Seria um equívoco considerar José uma espécie de marionete nas mãos de Deus, ou que fosse atropelado na sua liberdade. A mensagem evangélica tem como ponto de partida a convicção de ser possível o ser humano “escutar e praticar” a vontade de Deus, mesmo quando lhe é pedido algo, à primeira vista, superior à capacidade de suportar. José não deu mostras de agir a contragosto, acuado, pressionado ou duvidoso. Agiu com a liberdade de quem sabe o que faz, colocando-se à inteira disposição de Deus, com total generosidade. Ele conhecia as bases em que se fundamenta sua relação com Deus, onde se enraíza sua disposição para viver em profunda sintonia com Aquele que conduz a história para a sua plenitude.
José, na sua vocação paterna, torna-se “diá-fano” de Deus Pai (deixa transparecer a imagem paterna/materna de Deus). Através do seu modo de ser e de agir, carregado de silêncio inspirador, José, não só revela uma profunda comunhão com Aquele que o chamou a assumir a vocação paterna, mas deixou “fluir”, no cotidiano e na simplicidade de sua vida, os atributos d’Aquele que o conduzia. O coração de José passa a pulsar em acorde com o coração de Deus Pai: a Paternidade divina flui na paternidade humana.

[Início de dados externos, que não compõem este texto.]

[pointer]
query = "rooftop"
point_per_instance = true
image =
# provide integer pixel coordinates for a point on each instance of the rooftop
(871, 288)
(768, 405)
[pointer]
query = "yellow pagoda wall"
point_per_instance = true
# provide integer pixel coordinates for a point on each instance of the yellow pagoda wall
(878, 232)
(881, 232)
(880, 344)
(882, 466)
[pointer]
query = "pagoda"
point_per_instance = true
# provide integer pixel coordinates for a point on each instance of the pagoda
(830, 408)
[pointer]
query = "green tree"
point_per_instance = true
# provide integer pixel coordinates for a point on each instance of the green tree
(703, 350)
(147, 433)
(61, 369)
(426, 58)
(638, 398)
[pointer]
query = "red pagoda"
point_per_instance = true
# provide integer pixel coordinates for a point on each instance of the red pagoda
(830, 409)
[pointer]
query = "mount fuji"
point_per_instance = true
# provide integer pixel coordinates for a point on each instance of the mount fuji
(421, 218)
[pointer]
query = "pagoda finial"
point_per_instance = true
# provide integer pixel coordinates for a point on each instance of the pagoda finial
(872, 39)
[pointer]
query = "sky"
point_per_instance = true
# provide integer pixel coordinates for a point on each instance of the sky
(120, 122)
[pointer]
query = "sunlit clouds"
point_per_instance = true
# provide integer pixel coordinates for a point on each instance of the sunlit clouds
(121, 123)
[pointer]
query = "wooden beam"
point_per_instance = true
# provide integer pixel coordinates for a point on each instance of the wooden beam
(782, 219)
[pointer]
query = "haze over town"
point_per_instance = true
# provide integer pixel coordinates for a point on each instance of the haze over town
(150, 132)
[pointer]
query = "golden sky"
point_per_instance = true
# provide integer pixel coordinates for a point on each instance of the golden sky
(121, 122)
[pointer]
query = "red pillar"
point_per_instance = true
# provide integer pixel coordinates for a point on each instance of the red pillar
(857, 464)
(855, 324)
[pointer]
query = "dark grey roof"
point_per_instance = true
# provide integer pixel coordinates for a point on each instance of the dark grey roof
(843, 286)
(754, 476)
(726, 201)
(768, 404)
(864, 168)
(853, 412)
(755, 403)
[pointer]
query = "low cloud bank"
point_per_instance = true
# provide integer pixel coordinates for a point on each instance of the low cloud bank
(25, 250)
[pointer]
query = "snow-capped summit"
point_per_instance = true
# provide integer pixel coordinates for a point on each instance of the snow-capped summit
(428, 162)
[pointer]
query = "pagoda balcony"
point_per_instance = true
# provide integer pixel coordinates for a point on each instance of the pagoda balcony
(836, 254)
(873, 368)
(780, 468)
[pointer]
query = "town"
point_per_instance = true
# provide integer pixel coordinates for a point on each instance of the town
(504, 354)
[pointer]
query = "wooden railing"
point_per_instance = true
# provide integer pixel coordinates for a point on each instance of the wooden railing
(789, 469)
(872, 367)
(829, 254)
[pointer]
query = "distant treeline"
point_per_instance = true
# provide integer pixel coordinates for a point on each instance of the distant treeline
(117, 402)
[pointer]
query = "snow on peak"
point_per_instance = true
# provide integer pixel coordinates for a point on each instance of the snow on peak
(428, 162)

Deus Pai encontrou liberdade para ativar e tornar visível em José as características próprias de um pai:
“Não se nasce pai, torna-se tal… E não se torna pai, apenas porque se colocou no mundo um filho, mas porque se cuida responsavelmente dele. Sempre que alguém assume a responsabilidade pela vida de outrem, em certo sentido exercita a paternidade a seu respeito”. (Papa Francisco, Patris Corde)
Porque estava presente a Deus, José fez-se presente nos momentos decisivos da Família de Nazaré, bem como fez-se presente na vida das pessoas. Uma presença que faz a diferença: presença solidária, marcada pela atenção, prontidão e sensibilidade, próprias de um pai que acompanha tudo com ternura.

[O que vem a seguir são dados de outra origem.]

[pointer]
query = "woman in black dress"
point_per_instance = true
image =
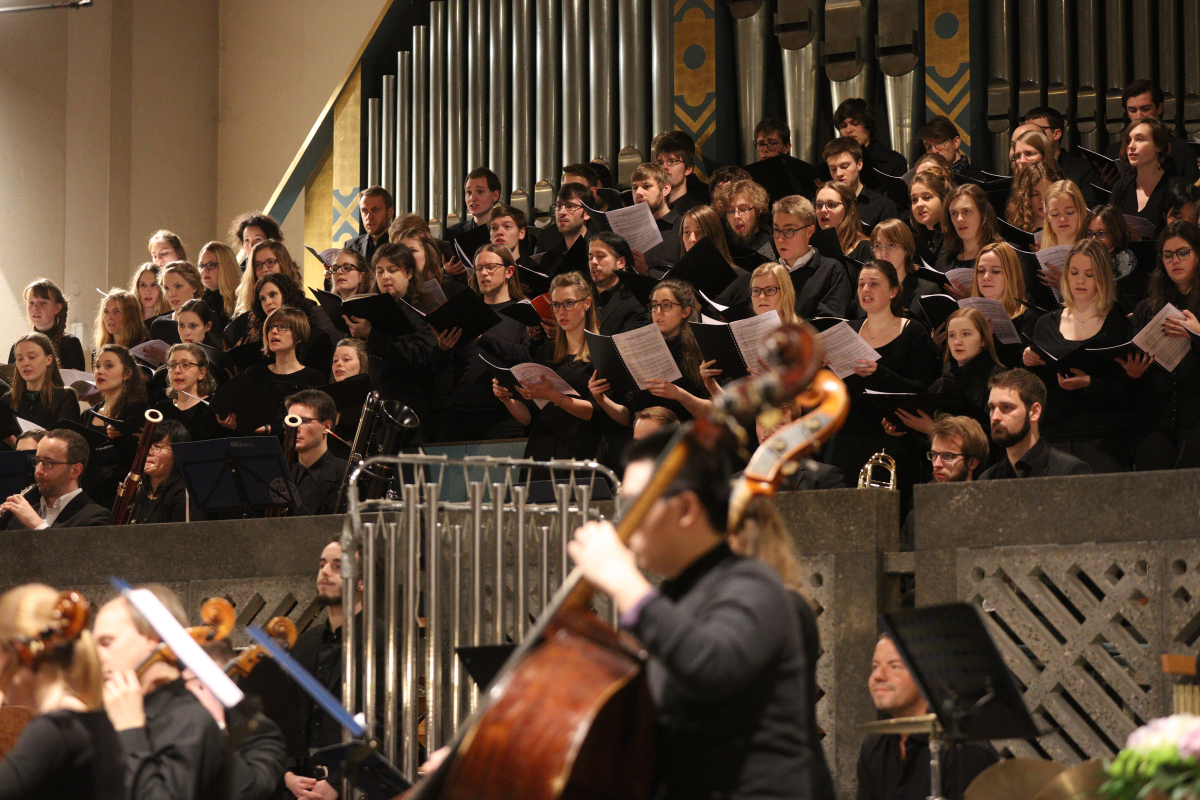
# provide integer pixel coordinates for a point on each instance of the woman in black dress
(46, 308)
(162, 495)
(1167, 431)
(37, 394)
(69, 750)
(123, 398)
(565, 426)
(1085, 411)
(906, 365)
(1143, 193)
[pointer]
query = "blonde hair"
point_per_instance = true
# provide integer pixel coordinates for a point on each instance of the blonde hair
(982, 326)
(25, 612)
(1014, 281)
(850, 229)
(228, 274)
(1102, 270)
(133, 330)
(153, 269)
(175, 242)
(786, 290)
(576, 281)
(1065, 188)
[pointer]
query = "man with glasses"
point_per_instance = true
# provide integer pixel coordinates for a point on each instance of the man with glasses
(571, 220)
(61, 458)
(1074, 168)
(676, 154)
(317, 473)
(941, 136)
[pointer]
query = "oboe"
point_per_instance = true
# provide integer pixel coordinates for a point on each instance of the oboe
(129, 487)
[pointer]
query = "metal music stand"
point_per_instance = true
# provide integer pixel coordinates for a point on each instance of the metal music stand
(244, 474)
(963, 678)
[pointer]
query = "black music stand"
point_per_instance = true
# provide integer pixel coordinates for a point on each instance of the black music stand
(245, 474)
(961, 675)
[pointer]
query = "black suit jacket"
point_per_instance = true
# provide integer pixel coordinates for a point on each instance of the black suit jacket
(81, 512)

Sua presença não era presença anônima, mas comprometida; presença que é “música calada” nos lugares cotidianos e escondidos, que sabe enternecer-se e escutar as inquietações que procedem desses lugares. Uma presença que descobre o próximo no próximo, que sabe resgatar a solidariedade na vida cotidiana; uma presença que se manifesta na ausência de recompensa ou de interesse próprio.
Em meio à rotina de uma vida simples, José foi fazendo-se perguntas, esperando as respostas, ouvindo o que seu coração lhe dizia e discernindo o que Deus queria dele. Ano após ano, em um pequeno lugar, detrás de uma vida que nada tinha de diferente das outras vidas.
José, em Nazaré, continua sendo luminoso e inspirador para todos nós, num momento em que as transformações são rápidas e exigem de nós maturidade, aprendizado, diálogo, novas expressões de fé…
Como homem, José precisou passar pelo processo do amadurecimento lento, lançando mão de todos os recursos que encontrou em seu próprio interior e ao seu redor.
Cozinhar a fogo lento é bem difícil neste mundo de pressas e imediatismos. E hoje, mais do que nunca, se fazem necessários os “tempos de Nazaré”, esses tempos de aparente rotina nos quais se alimentam os sonhos, onde se forjam as vontades, se domam as impaciências, se aclaram os caminhos, se discerne a Voz, se dissipam as névoas do caminho… Em definitiva, esse tempo onde nosso canto e o de Deus se afinam juntos para formar uma única melodia e fazê-la ressoar no mundo.
Texto bíblico: Mt 1,18-24
Na oração: Deus nunca deixa de atuar no meio das nossas noites, dúvidas, provações. Ele conhece nossos pensamentos e temores. E, no momento certo, nos liberta dos nossos medos e nos dá a conhecer sua Vontade.
– Recordar momentos de dúvidas, incertezas, desolações…, mas que lhe ajudaram a amadurecer na fé e na adesão ao projeto de Deus.
– Diante de pequenas ou grandes decisões: há espaço e tempo de discernimento? de escuta atenta?